Remodeling your home with new flooring is a big decision, and you want to enjoy it for as long as possible. For many customers, longevity is a primary concern. After making a substantial investment, the last thing you want to worry about is when you’ll have to do it all over again.
Carpet, especially in the form of an area rug, is one of the most popular home flooring options, highly regarded for its comfort and laid-back, yet luxurious aesthetic. However, due to its softer texture, many homeowners find themselves asking, “how long will a carpet last?”
In this article, we’ll break down how the number of years you can expect from your carpet and some steps you can take to extend its lifespan.
Factors that Contribute to Carpet Lifespan
Since there are a huge number of factors that contribute to carpet wear, the average lifespan is broad, between 5 and 15 years. Your carpet’s lifespan is highly dependent on the use that you put it through, as well as how well you take care of it.
Instead of “wearing out,” carpet will usually “ugly out” first. Typically, there needs to be at least a 10% loss of fiber within five or ten years for the warranty to cover a carpet wearing out. Technically, most synthetic fibers will not wear out but will mat or soil. Matting is caused by heavy foot traffic, improper carpet care, and improper cushioning. Soiling, unlike staining, is not necessarily caused by spilling something but is often caused by dirt and grime. To ensure your carpet will not “ugly out,” it is best to consider the Fiber Type, Density, Pile Height, Foot Traffic, and Maintenance when making your choice.
Above all, the quality and workmanship that went into your carpet will also determine its longevity. By investing in high-quality carpets, you’ll be assured that you’re receiving a product that’s built to last.
Carpet Fibers Used
The material used in the construction of your carpet plays a major role in your carpet’s longevity. Typically, there are four main types of fibers used:
- Nylon: Nylon is used in up to 90% of residential carpet installations, and is primarily chosen for its impressive durability. Nylon can last upwards of 15 years, making it one of the longest-lasting types of carpet.
- Olefin: Olefin, or polypropylene, often considered to be synthetic wool, is another durable carpet fiber used in many commercial applications. It has a slightly shorter lifespan but is also more affordable.
- Polyester: Polyester is often chosen for its ability to hold vibrant carpeting colors and patterns, but its softness makes it susceptible to matting.
- Wool: Natural wool is a premium material used in many higher-end carpets. It is expensive, and durable and if properly cared for, it can have a long lifespan.
The physical construction of the carpet can also have a tremendous impact on its expected lifespan. Two specifications are particularly important: density and twists per inch. In general, the greater these values, the higher quality the carpet will be.
When a carpet has a higher density, tufts are grouped closer together, preventing signs of wear from occurring as frequently. Additionally, a carpet with a higher number of twists per inch will better resist excessive wear and breakdown. For best results, choose a carpet with 3.5-6 twists every inch.

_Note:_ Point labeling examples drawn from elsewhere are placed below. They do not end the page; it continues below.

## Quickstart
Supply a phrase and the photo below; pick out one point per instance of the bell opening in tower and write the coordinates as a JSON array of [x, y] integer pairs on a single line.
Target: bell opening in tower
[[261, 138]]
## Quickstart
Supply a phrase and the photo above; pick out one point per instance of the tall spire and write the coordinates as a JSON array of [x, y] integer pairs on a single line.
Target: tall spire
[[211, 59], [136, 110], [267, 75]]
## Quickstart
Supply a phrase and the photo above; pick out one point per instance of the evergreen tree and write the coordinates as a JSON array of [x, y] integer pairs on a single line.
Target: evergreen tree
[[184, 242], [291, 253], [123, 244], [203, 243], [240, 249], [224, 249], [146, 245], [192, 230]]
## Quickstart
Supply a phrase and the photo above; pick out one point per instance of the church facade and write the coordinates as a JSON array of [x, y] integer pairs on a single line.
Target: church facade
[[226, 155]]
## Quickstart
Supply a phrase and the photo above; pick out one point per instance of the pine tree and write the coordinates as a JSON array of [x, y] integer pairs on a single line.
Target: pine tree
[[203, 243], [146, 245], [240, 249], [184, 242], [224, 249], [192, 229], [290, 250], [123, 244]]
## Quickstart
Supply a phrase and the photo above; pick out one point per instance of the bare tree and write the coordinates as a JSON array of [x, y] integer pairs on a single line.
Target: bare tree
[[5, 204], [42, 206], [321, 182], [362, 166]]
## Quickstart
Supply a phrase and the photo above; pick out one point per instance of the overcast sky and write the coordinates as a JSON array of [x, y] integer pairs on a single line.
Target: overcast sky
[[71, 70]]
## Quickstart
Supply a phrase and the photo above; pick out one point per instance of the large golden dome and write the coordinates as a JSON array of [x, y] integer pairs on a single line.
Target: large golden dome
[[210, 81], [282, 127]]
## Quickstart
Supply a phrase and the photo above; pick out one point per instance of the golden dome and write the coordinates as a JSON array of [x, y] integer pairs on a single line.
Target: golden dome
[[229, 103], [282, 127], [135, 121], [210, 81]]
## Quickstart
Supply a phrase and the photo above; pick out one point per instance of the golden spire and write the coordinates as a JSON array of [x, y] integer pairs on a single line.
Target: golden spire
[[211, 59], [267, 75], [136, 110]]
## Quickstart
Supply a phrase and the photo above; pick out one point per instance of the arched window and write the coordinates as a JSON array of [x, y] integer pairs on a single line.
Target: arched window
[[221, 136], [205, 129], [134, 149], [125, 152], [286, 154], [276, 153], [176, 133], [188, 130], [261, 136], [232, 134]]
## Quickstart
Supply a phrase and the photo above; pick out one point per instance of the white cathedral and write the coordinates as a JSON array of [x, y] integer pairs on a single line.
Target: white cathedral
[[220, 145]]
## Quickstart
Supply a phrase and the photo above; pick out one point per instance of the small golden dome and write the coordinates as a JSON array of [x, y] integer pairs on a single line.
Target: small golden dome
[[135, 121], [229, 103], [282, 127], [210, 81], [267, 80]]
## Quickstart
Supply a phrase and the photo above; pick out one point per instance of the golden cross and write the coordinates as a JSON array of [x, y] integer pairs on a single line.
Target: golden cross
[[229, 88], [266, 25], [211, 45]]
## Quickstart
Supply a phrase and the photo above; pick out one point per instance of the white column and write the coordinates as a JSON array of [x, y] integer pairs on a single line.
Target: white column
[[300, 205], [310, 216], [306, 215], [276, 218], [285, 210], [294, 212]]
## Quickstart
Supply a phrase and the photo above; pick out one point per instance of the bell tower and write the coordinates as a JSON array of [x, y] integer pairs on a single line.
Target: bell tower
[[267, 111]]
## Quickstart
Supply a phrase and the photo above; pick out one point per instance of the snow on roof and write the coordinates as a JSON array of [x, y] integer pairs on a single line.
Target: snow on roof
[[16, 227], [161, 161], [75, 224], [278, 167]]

Pile height refers to the length of the individual carpet fibers, as well as how they are cut. With high-pile carpet, the fibers are much softer and looser, allowing for greater comfort and play. Low-pile carpets are cut closer to the carpet padding, meaning they’re more rigid and coarse.
Generally, the softer and longer a carpet fiber is, the more prone it will be to damage, and the shorter the lifespan it will have. For example, high-pile Berber carpets are exceptional for the soft feel they provide underfoot, but they won’t last nearly as long as a high-density low-pile carpet.
Carpet padding can also affect the life of your carpet; the thicker and firmer the padding, the less give and wear your carpet will experience. But how long does carpet padding last? Carpet padding can last up to 25 years. However, the most popular bonded foam-based carpet padding lasts only around 10 years. Eventually, particularly in high-traffic areas, carpet padding can degrade just like the carpet above. Be certain to choose carpet padding that has a declared life that is slightly longer than that of the carpet.
Amount of Use
For obvious reasons, the frequency in which your carpet gets used impacts how long it will be good for. Foot traffic may seem like a minor factor, but over time can greatly impact your carpet’s appearance. This is especially a concern in high-traffic areas that see repetitive wear every day.
The indicators of wear start small, normally near entranceways and hallways. Over the years, they’ll eventually compound to cause more noticeable damage that needs replacing.
Routine preventative maintenance is the key to extending your carpet’s lifespan. If the carpet is ignored, all of the dirt and grime that builds up every day will simply stay in the carpet, eventually leading to permanent staining that can be tough to remove. In this instance, the carpet will likely need replacing to remain visually acceptable.
A carpet that is well cared for and cleaned regularly is far more likely to reach its maximum lifespan.